This is your brain on false sharing

Posted on Dec 5, 2023

In this post, I make the case for being aware of false sharing situations in go. While diving into the sync.Pool internals, I stumbled upon some structure padding, which I had never considered as very useful performance-wise. Here, we’ll have a succinct refresher about false sharing, a few examples with benchmarks, and try to draw conclusions from it.

Refresher

If you’re familiar with false sharing, skip to the next section. If you need more clarification on it, keep reading!

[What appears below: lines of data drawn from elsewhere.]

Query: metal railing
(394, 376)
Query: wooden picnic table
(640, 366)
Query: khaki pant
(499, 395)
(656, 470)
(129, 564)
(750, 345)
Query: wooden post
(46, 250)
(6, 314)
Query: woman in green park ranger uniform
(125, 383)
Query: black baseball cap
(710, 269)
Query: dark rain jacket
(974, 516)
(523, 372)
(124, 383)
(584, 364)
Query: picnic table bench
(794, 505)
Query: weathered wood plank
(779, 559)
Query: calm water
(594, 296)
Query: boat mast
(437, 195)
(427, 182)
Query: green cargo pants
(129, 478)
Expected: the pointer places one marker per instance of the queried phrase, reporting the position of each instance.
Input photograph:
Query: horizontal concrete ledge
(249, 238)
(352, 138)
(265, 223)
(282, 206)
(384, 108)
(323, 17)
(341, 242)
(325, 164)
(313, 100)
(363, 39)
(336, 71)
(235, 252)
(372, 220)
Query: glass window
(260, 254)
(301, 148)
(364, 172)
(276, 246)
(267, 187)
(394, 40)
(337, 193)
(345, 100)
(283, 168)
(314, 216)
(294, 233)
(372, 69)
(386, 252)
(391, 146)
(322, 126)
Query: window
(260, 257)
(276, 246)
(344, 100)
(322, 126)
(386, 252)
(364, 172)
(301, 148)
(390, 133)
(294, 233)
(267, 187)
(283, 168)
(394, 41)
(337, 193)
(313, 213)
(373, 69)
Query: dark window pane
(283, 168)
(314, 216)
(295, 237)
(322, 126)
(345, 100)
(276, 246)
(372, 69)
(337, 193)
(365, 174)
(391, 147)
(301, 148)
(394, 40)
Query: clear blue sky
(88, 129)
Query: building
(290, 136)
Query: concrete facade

Multiple caching layers within a CPU exist: you may have heard of L1, L2, and L3 caches. These memory chips are very close to the CPU and can be shared among cores or dedicated per core - the L3 cache is generally shared, and the L1 caches are per core. They are organized in cache lines, each of 64 bytes. These lines are the unit of transfer - meaning that they cannot be updated partially: a line is either valid, meaning it is a correct representation of memory, or it is invalid, in which case the whole line is replaced. You are probably familiar with distributed caches and know that cache invalidation is one of the complex parts. It is kind of the same between CPU cores: if a core is writing to memory, and that write invalidates cache lines in another core, they have to sync and arbitrate to reconcile the state of the cache. This issue I just described is the cause of false sharing: a cache line contains two or more items, one of which is modified, causing the whole line to be invalidated in another core depending on the unmodified items. In other words, false sharing is an inefficient use of cache lines. Multiple cores are forced to unnecessarily invalidate and reload data, leading to increased latency and reduced overall performance. This is an approximation, but it is accurate enough to understand the rest of the post.

Obvious demonstration

For this first example, we’ll set the scene for false sharing. Consider the following structures:

type someStruct struct {
    X int
}

type unalignedStruct struct {
    someStruct
}

type alignedStruct struct {
    someStruct

    pad [128 - unsafe.Sizeof(someStruct{})%128]byte
}

The structure someStruct contains just an int, which, in my case, is 8 bytes long. The unalignedStruct structure just embeds this one to clarify that we can fit many in a cache line. The alignedStruct has a pad field, which ensures it is precisely 128 bytes long, so it must fill one or two cache lines, depending on the cache line size (in most cases, this will fill two cache lines).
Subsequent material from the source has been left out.